Maybe we have a lower threshold for filth than we realised, but when we heard that the UK’s Hot Tub Cinema was coming to Sydney our first reaction was to jump straight in. Yes, stewing in a bath of lukewarm, murky water with strangers sounded gross and likely to give us herpes, but we planned to share our Lay-Z-Spa with friends – we already have their cooties.
Sydney’s inaugural Hot Tub Cinema season launched with Anchorman and ran through cult favourites like Mean Girls and Die Hard before finishing off with Ferris Bueller’s Day Off. If you missed out – or want to splash out again – the organisers tell us they will be returning for a Halloween season in October. Keen? Here are our hot tips for next season:
BYO rubber ducky
BYO all tub-themed accessories and swimwear. Simply turning up in your onesie might seem chic, but looking chic is not why you bought tickets to soak in human soup, is it? The best dressed at the Courtyard Restaurant for Ferris Bueller was a glimmering mermaid. Thankfully the organisers hand out water pistols and sailor hats for the underdressed.
Get your water fights in early
Speaking of water pistols, see if you can sneak in a Water Blaster ($4, Kmart) as you’ll need that ten-metre shooting range to squirt the mermen in the front row. Get in quick as the water play wears off after a while. (We were politely asked to stop shooting at people outside of our own tubs. Thems the rules. Do what you gotta do.)
Order white wine/spirits to your tub
You get a mulled wine with your ticket price, which is nice. But once you’re submerged in bubbles take advantage of the tub service for food and drinks. Stick to the clearer liquids if you want to remain friends with your fellow hot tubbers. We spilled just a teeny tiny amount of pinot noir in the water and it wasn’t easy to hide. We also witnessed a pepperoni slide from someone’s pizza.
Use the bubbles to cool you down
Those Lay-Z-Spas are temperamental, which is being kind. One major buzzkill was learning that turning the bubbles on would risk losing precious heat at a wintery screening. Come October, you may want to use that tip to your advantage.
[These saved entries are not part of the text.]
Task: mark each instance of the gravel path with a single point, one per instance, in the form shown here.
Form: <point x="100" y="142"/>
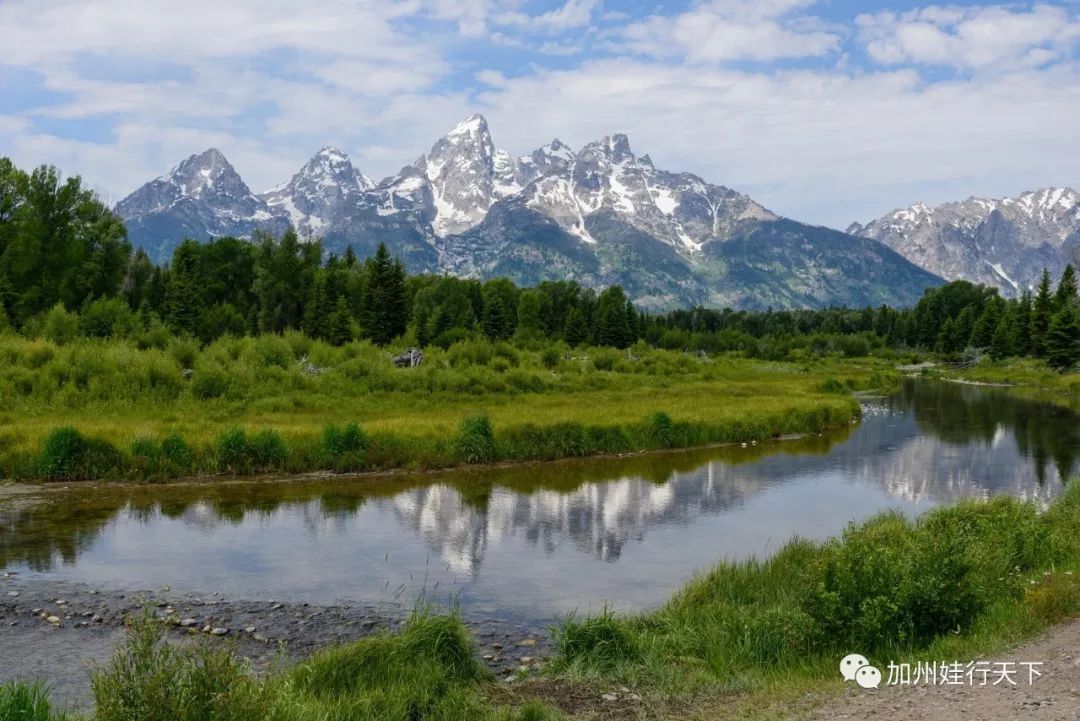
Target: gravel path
<point x="1053" y="696"/>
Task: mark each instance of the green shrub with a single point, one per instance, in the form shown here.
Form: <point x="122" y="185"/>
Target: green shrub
<point x="550" y="357"/>
<point x="342" y="448"/>
<point x="26" y="702"/>
<point x="601" y="642"/>
<point x="476" y="440"/>
<point x="268" y="450"/>
<point x="146" y="458"/>
<point x="232" y="451"/>
<point x="66" y="454"/>
<point x="662" y="430"/>
<point x="107" y="317"/>
<point x="184" y="352"/>
<point x="887" y="584"/>
<point x="149" y="679"/>
<point x="208" y="383"/>
<point x="61" y="325"/>
<point x="605" y="358"/>
<point x="176" y="456"/>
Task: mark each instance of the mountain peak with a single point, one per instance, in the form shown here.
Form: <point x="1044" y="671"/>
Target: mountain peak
<point x="205" y="173"/>
<point x="474" y="125"/>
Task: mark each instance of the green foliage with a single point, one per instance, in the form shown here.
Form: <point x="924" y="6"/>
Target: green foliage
<point x="107" y="317"/>
<point x="149" y="679"/>
<point x="1063" y="338"/>
<point x="662" y="431"/>
<point x="66" y="454"/>
<point x="475" y="441"/>
<point x="208" y="383"/>
<point x="265" y="450"/>
<point x="61" y="326"/>
<point x="342" y="447"/>
<point x="233" y="452"/>
<point x="602" y="642"/>
<point x="26" y="702"/>
<point x="268" y="450"/>
<point x="176" y="456"/>
<point x="385" y="301"/>
<point x="889" y="585"/>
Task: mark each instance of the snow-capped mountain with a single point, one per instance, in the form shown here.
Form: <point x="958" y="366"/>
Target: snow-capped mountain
<point x="1002" y="243"/>
<point x="325" y="189"/>
<point x="599" y="216"/>
<point x="202" y="196"/>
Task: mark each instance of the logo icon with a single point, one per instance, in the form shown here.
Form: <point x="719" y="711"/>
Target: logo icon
<point x="855" y="667"/>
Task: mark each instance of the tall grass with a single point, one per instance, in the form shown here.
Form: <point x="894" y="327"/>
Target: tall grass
<point x="890" y="587"/>
<point x="109" y="409"/>
<point x="27" y="702"/>
<point x="427" y="671"/>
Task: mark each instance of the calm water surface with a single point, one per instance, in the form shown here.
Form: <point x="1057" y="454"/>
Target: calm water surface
<point x="538" y="542"/>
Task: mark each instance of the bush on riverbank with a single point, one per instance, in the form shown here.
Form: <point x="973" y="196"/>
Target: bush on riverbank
<point x="427" y="671"/>
<point x="67" y="454"/>
<point x="145" y="413"/>
<point x="888" y="588"/>
<point x="27" y="702"/>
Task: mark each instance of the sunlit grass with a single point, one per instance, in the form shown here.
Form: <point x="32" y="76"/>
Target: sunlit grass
<point x="127" y="397"/>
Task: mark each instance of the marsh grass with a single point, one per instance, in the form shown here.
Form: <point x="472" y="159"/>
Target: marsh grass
<point x="1031" y="378"/>
<point x="427" y="671"/>
<point x="27" y="702"/>
<point x="961" y="580"/>
<point x="112" y="409"/>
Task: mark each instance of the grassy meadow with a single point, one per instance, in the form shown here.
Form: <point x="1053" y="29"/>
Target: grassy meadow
<point x="1028" y="377"/>
<point x="744" y="640"/>
<point x="111" y="409"/>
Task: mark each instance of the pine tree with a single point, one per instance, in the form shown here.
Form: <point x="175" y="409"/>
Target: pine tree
<point x="576" y="330"/>
<point x="315" y="315"/>
<point x="985" y="326"/>
<point x="612" y="326"/>
<point x="1066" y="289"/>
<point x="1063" y="339"/>
<point x="1023" y="339"/>
<point x="496" y="322"/>
<point x="184" y="290"/>
<point x="385" y="300"/>
<point x="1004" y="335"/>
<point x="339" y="324"/>
<point x="1041" y="310"/>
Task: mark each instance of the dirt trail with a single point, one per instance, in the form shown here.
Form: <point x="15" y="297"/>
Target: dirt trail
<point x="1054" y="696"/>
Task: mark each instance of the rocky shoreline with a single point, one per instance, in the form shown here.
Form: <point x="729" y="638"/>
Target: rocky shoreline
<point x="55" y="630"/>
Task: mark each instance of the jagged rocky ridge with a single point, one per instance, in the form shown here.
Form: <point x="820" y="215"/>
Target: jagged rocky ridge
<point x="1001" y="243"/>
<point x="598" y="216"/>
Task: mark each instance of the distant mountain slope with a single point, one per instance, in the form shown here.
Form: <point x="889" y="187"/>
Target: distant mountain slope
<point x="202" y="196"/>
<point x="1001" y="243"/>
<point x="599" y="216"/>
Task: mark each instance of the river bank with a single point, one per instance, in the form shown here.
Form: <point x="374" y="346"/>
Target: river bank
<point x="126" y="417"/>
<point x="63" y="628"/>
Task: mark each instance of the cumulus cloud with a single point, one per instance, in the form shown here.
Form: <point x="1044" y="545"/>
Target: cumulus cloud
<point x="571" y="14"/>
<point x="727" y="29"/>
<point x="828" y="122"/>
<point x="971" y="38"/>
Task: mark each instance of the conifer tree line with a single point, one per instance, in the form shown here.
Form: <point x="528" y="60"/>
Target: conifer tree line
<point x="67" y="270"/>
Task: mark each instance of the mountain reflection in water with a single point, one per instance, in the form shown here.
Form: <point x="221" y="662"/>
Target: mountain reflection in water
<point x="541" y="540"/>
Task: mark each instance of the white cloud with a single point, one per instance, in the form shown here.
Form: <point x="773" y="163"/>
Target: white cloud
<point x="269" y="84"/>
<point x="971" y="38"/>
<point x="821" y="146"/>
<point x="728" y="29"/>
<point x="571" y="14"/>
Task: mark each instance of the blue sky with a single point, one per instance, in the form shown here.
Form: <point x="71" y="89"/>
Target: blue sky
<point x="826" y="111"/>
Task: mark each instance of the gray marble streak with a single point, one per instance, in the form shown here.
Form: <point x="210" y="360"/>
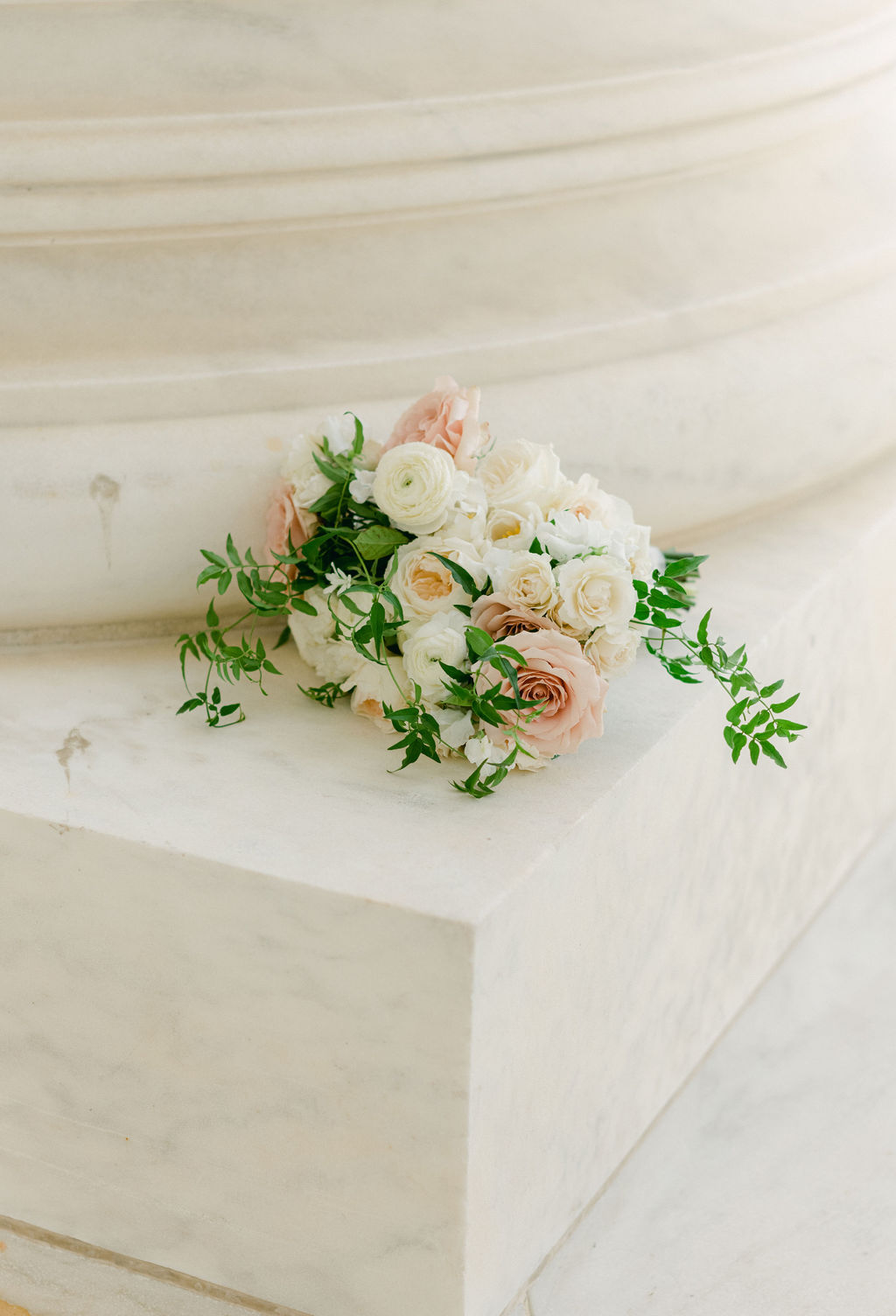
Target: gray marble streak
<point x="233" y="1077"/>
<point x="768" y="1183"/>
<point x="41" y="1279"/>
And let’s be honest, a hot tub without bubbles is just a clear bath – it’s not the most flattering way to socialise.
Use your wrinkled digits to commit crime
It’s a fun game to play with your friends: who is most dehydrated after watching a feature-length film in rubber tub of hot water? The one who can no longer grip a plastic cup thanks to their pruned fingers! Make use of those masked fingerprints to rob a fluffy bathrobe from another hot tubber. Or, drink more water. Your choice.
Splash out on a tub for one
Truly hate sharing? You don’t need to squeeze into a spa for six and risk cold shoulders or leg cramp when you could shell out the full price ($300) for a tub of one’s own. Even better, order one from Target for $799 and make your own fun. Remember not to balance the laptop on the side of the tub for (hopefully) obvious reasons.
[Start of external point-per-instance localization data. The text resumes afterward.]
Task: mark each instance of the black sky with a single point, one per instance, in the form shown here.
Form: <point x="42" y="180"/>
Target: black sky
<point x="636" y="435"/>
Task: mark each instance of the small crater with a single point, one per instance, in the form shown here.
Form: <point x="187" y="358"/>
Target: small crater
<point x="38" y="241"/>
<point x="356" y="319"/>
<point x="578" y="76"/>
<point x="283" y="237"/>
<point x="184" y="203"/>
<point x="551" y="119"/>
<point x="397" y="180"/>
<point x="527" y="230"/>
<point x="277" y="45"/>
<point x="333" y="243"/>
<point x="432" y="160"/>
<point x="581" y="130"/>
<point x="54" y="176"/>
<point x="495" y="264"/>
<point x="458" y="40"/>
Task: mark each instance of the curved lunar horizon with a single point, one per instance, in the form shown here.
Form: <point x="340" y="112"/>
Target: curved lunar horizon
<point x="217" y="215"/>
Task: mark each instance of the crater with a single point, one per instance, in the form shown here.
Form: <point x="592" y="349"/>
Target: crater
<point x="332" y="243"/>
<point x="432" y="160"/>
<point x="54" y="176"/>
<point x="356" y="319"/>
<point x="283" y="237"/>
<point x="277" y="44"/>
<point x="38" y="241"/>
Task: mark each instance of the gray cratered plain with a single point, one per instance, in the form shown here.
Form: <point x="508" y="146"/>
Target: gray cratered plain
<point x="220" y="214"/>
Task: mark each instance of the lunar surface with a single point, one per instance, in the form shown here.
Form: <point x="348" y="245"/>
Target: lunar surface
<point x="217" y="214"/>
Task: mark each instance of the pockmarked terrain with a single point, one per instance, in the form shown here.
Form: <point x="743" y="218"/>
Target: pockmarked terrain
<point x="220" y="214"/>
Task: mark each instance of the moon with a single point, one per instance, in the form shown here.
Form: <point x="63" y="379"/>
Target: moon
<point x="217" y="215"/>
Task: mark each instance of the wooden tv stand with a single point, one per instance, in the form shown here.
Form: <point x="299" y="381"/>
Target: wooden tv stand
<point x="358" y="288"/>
Pick a movie you actually like
After the initial splish-splash frivolity pre-film, the Hot Tub Cinema session we attended was surprisingly PG. Most people watched Ferris Bueller from beginning to end – I know, shocking. There was some dancing (during the parade scene) and lots of laughter, but it wasn’t as debaucherous or X-rated as we’d imagined. At least, not until the movie finished.
Sad you missed out? Hot Tub Cinema is travelling to Brisbane, Gold Coast, Newcastle, Wollongong, Melbourne and more locations across Australia and New Zealand. The best way to find out about tickets is to hand over your email address on their website.
Tickets are $50 per person, or $300 for a tub that fits up to six people. Hot Tub Cinema will return to Sydney in October.